As the number of Americans living with dementia increases, more households will be seeking professional caregivers to take care of their remaining loved ones. Dementia care is challenging because not every patient will develop the disease in exactly the same manner. It is important to understand that each patient has different needs and some changes will occur as the patient ages.
Although the incidence of dementia is higher in middle-income countries than low-income countries, it is also true that dementia cases tend to be less severe in middle-income countries. One reason why this occurs is because dementia is often associated with a patient's poor physical health. In other words, dementia carers are more likely to be involved in cases in which the dementia sufferer is in poor health because the physical health of the patient tends to deteriorate over time. It is also more difficult for family members to detect dementia in cases in which the patient has not developed Alzheimer's disease or vascular dementia.
Caregivers for individuals with Alzheimer's disease need to have a thorough understanding of the different stages of the disease. A thorough understanding of each stage is necessary so they can be prepared for what they might see when visiting a patient in the later stages of the disease. A mistake that some people make is assuming that all cases of dementia are the same. This assumption could not be further from the truth. There are actually four distinct stages of Alzheimer's disease and caregivers must know the differences between each one.
During the earlier stages of the disease, there is often no real test for dementia. Caregivers should not assume that their loved one is experiencing dementia if they have not been tested by a physician or other qualified medical professional. The lack of specific testing makes it impossible to tell if the patient is experiencing mild cognitive impairment or if he or she will begin to experience problems with memory, thinking, language and organization.
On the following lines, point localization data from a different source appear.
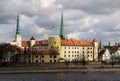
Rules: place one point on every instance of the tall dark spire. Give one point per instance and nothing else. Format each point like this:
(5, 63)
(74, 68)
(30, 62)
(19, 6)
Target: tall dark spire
(18, 27)
(62, 36)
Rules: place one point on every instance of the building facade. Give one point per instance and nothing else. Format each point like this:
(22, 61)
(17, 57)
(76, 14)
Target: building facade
(55, 48)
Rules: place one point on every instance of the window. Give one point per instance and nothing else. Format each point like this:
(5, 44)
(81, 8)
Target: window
(64, 51)
(72, 55)
(83, 51)
(54, 56)
(51, 46)
(91, 55)
(69, 47)
(68, 55)
(36, 56)
(83, 48)
(64, 55)
(50, 56)
(54, 42)
(65, 47)
(50, 61)
(68, 51)
(88, 55)
(42, 61)
(42, 56)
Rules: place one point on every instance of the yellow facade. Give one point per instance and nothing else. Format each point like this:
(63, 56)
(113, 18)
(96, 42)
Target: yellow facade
(34, 58)
(54, 43)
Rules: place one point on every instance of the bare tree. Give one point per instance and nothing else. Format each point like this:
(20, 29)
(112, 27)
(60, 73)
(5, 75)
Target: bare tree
(67, 62)
(83, 61)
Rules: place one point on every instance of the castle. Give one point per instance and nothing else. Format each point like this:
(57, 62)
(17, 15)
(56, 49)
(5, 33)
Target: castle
(55, 49)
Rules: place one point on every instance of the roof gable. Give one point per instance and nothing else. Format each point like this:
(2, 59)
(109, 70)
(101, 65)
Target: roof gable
(25, 43)
(76, 43)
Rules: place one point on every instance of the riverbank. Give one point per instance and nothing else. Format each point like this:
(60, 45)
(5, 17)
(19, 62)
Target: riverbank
(59, 67)
(37, 70)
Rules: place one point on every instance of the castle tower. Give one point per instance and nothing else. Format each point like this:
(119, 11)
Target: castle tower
(62, 36)
(95, 49)
(54, 44)
(18, 37)
(32, 41)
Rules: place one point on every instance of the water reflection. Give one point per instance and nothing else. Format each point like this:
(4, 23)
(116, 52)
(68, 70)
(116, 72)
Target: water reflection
(99, 76)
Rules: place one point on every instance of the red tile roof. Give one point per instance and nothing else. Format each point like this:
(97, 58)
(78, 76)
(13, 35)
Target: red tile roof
(76, 43)
(41, 43)
(42, 53)
(95, 40)
(25, 43)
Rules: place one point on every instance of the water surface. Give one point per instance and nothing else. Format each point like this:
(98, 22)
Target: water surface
(95, 76)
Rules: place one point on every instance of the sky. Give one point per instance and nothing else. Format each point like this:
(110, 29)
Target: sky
(41, 18)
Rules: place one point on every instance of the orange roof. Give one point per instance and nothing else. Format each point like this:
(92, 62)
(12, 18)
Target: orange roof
(76, 43)
(95, 40)
(25, 44)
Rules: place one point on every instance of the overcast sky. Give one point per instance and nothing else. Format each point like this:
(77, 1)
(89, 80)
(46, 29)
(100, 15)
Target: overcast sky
(83, 19)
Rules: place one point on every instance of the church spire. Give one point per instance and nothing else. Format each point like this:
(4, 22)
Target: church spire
(18, 27)
(62, 36)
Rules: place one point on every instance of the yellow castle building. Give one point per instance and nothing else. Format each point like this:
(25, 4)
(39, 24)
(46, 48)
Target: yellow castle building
(55, 49)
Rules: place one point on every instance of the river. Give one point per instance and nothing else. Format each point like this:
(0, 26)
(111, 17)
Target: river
(73, 76)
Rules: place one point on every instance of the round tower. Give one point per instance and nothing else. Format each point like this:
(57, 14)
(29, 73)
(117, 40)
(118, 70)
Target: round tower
(95, 49)
(32, 41)
(18, 37)
(54, 43)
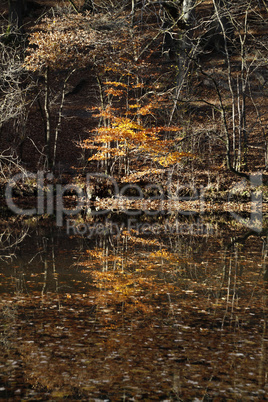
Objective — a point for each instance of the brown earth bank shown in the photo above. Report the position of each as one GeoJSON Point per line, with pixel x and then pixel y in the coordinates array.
{"type": "Point", "coordinates": [209, 92]}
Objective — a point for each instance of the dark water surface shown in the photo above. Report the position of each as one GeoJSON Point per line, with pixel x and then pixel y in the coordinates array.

As the patient begins to experience memory loss and begins to have more severe problems with thought and organization, he or she will likely begin to have more severe cognitive impairment. It is at this point that dementia care providers should consider having the patient tested by an independent professional. The Alzheimer's Association recommends that this occur at least annually. There are no medications that can effectively treat Alzheimer's, and no cure for the condition. However, there are medications that can help prevent the progression of the symptoms and help the patient maintain a level of comfort and control over his or her surroundings. That is why the proper tests are so important.
If you suspect that your loved one is experiencing dementia or Alzheimer's disease, you may need to make changes to your own lifestyle and take the proper tests. Alzheimer's patients can sometimes retain so much of their past life, that they appear as though they are living in their current age. The patient may need to modify their lifestyle, for example, keep a schedule of activities and include family members in their efforts to remember things. If dementia care is already present, the Alzheimer's Association can help you find support groups and find out what support services are available to you.